3. Localized traffic converted at similar rates to English traffic where the funnel was localized

impressions and visits by campaign language
This was one of the most influential takeaways of the experiment. With the first two examples, we learned that we could acquire new traffic at a lower cost by localizing content. What the above chart shows is that visitors from localized campaigns converted at similar rates to our English traffic throughout each stage of our funnel, where the funnel was localized. Not only could we acquire new visitors with localization, those visitors were of similar quality to our English traffic.

As a result of the experiment, we felt confident there was demand for Intercom in these regions, and that we could tap into it with a localized experience.

Taking the next step

Based on these findings, we expanded our localization efforts across our marketing site to make it available in French, Spanish, German, Portuguese and German, as well as into our onboarding flow and into our product education content. Our product is currently only available in English, but customers can set the primary language of our messenger and our Articles product to a host of different languages, allowing them to interact with their customers in their language of choice.

It’s early days for localization at Intercom, but the initial indicators are positive. We’ve seen an increase in paid and organic traffic across the board and the further down the funnel we localized, the better the localized conversion rates have been.
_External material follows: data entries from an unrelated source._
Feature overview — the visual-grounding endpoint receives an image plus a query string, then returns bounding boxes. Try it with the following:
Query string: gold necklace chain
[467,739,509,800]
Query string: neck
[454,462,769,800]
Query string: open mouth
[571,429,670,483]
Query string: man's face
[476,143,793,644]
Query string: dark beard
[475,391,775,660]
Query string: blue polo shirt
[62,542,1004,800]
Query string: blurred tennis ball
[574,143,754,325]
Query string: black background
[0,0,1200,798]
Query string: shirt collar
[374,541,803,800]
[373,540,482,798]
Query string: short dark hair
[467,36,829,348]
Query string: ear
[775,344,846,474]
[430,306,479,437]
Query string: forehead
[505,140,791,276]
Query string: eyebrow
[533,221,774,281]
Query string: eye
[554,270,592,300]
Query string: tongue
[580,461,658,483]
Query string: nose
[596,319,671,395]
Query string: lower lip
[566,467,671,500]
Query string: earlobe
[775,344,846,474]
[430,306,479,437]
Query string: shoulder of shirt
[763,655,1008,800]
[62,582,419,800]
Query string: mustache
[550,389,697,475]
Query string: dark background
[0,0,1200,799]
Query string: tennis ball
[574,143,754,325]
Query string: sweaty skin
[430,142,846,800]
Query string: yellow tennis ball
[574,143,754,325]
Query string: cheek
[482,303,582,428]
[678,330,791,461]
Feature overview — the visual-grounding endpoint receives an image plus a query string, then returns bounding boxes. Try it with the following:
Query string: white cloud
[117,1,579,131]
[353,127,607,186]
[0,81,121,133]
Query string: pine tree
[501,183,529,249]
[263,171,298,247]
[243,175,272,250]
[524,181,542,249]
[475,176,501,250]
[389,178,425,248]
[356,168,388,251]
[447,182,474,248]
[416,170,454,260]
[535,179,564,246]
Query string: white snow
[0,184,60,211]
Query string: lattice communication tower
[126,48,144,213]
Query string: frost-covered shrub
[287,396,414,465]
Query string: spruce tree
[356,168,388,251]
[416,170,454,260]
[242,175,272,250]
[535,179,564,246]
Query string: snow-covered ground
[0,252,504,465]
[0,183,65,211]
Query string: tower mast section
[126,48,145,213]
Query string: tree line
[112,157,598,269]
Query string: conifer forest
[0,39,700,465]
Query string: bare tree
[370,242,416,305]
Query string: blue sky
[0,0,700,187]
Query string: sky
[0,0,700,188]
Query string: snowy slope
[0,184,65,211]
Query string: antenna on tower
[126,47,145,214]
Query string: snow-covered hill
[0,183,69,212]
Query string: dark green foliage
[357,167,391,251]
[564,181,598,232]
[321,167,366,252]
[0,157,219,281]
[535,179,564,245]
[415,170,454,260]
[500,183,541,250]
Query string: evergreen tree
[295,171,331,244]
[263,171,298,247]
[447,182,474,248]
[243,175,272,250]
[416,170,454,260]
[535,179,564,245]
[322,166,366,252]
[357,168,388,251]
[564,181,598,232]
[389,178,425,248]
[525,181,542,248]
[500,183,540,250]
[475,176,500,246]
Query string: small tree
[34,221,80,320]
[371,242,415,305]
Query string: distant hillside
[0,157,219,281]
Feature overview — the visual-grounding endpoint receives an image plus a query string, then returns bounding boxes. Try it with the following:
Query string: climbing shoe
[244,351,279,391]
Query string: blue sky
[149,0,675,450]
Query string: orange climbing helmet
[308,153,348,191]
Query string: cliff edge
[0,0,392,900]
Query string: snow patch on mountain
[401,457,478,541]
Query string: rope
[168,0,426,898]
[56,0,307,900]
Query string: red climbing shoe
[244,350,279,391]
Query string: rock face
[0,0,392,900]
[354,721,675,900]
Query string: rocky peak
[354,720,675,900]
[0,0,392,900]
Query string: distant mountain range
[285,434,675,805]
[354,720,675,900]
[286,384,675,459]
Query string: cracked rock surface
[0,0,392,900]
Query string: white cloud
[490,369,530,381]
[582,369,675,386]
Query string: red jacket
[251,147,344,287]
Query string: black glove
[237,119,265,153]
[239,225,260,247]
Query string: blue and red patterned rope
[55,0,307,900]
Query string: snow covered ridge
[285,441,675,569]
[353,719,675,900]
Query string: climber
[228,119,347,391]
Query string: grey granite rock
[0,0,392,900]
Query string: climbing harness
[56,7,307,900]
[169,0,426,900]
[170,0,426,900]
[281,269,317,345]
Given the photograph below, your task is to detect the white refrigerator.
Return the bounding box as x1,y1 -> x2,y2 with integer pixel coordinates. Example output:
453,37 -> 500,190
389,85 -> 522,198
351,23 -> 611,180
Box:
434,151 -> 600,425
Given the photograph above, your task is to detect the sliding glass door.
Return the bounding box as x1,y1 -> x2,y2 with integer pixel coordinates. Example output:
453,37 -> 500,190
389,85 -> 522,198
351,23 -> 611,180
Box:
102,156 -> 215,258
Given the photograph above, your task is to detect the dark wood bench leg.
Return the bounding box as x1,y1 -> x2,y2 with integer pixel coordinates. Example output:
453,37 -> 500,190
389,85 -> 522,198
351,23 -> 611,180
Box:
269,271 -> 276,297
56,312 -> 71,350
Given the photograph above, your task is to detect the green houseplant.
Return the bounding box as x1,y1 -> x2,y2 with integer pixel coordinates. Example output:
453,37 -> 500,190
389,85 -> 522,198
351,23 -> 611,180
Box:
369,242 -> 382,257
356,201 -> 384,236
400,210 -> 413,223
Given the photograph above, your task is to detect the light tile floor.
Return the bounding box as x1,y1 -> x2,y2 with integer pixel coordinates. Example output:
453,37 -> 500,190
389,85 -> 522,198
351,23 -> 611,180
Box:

One big question for most companies will be deciding if you should start by localizing your product or by localizing your marketing site. The decision will vary from business to business, but if your customers don’t understand your product, it doesn’t matter how well localized your marketing is. For us, a hybrid of localized marketing and making sure our non-English customers could interact with their end users in their primary language was a good starting point. Regardless, marketing teams can easily set up a quick experiment like ours to test for top of funnel demand even without a localized product.

Why localization matters

None of our test results are really that surprising when you think about it. For every potential English speaking customer your business has, there are likely many more who speak German, Portuguese or Japanese. It’s not that they aren’t interested in your product, it’s that they don’t know what your product is or does. For every prospect searching for “customer service software,” there are others searching for “kundendienst software,” “software de atendimiento ao cliente” or “カスタマーサービスソフトウェア.” Connecting with those prospects isn’t impossible, but it does take some planning and doing to get your product showing up on their radar.

At Intercom, we’re all about making internet business personal. In a lot of ways the first step to making your business personal is speaking your customer’s language.